A Tsui Hark film often manages to elicit one or more emotions in the avid viewer. The real joy of the director’s work though is that so many feelings have been encompassed in his various productions. Whether it be art-house excitement in ‘Once Upon A Time In China’ or ‘The Blade’, the tragedy of ‘The Lovers’ or the humour of ‘The Chinese Feast’, Hark is adept at surprising his audience and shifting his focus from film to film. For this reason he remains a director who is, at the very least, offering something better than the average Hong Kong effort. For a portion of its running time, ‘Shanghai Blues’ fits these qualities perfectly as it succeeds in conjuring up the exuberance and energy that the very best MGM musicals could offer. This unfortunately doesn’t remain throughout the 90 minute duration – that is something that will be highlighted later.
On the eve of China’s war against Japan, hapless clown Do-Re-Me (Bee) vows to join the army and defend his country from invasion. As the bombs rain down on Shanghai, he saves the life of a young woman by bundling her under the safety of a bridge. Although the two only spend a few moments together, neither forgets the kindness shown by the other and they agree to meet under the same bridge after the war. At the end of the war Do-Re-Me returns to Shanghai as a musician with his uncle by his side while the mystery woman continues to haunt him. As the moment was fleeting and the surroundings were dark, the pair were unable to see each other properly, therefore making any reunion a perilous affair. Unknown to Do-Re-Me, the woman he continues to dream about is Shu-Shu (Chang) – the feisty dancer in a local nightclub. In one of the film’s many coincidences Do-Re-Me rents the room above Shu-Shu oblivious to her importance. Meanwhile she befriends a cheerful, yet destitute newcomer Stool (Yeh) who lodges at the house as she gets her life sorted out. A series of chance meetings mean that both women fall in love with Do-Re-Me without knowing about the others interest. The stakes are raised when Shu-Shu realises who Do-Re-Me really is and the two agree to stay together no matter what.

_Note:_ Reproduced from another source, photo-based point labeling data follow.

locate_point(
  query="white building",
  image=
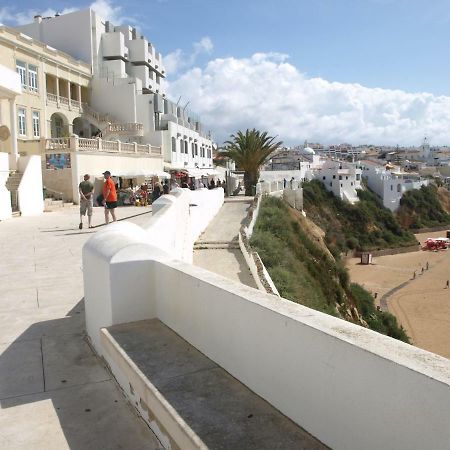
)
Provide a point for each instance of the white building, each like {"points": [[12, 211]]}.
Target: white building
{"points": [[390, 185], [341, 178], [127, 87]]}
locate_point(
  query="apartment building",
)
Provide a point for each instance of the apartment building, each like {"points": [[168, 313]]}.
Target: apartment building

Loyalty to Stool instead of her personal happiness means that this vow is soon broken and the inevitable chain of events are triggered.
The first half-hour of ‘Shanghai Blues’ has the kind of hypnotic allure that simply envelops the viewer and drags them into this carefully created world. The combination of the colourful visuals and vibrant soundtrack promise the kind of cinematic experience rarely achieved today. From such a punchy opening, it’s sad to report that it doesn’t sustain this magic for much longer and instead gets too bogged down in extreme farce. While some of these farce elements are well-executed and show Tsui Hark’s mettle as a director, the sheer amount of misunderstandings and crossed-wires becomes too wearing to enjoy. ‘Shanghai Blues’ seems like a testing ground for sequences that would later appear in Hark’s more accomplished works; the real skill of combining comedy, action and romance is better displayed in the seminal ‘Peking Opera Blues’ made two years later. These ideas still seem raw, lacking the touch of style that the director would display in the following years. For all the criticisms this is nonetheless an example of Hong Kong cinema looking classy despite a moderate budget. All three leads make sure that the film is endearing even in its slower segments and never becomes a chore to sit through. Importantly, there are a few truly enchanting moments that deserve recognition alone. One particular scene featuring a serenade by Kenny Bee is the kind of breath-taking touch that makes this a recommendation alone.
‘Shanghai Blues’ is, overall, superior entertainment, but by the time the end credits roll its hard not to think of what might have been.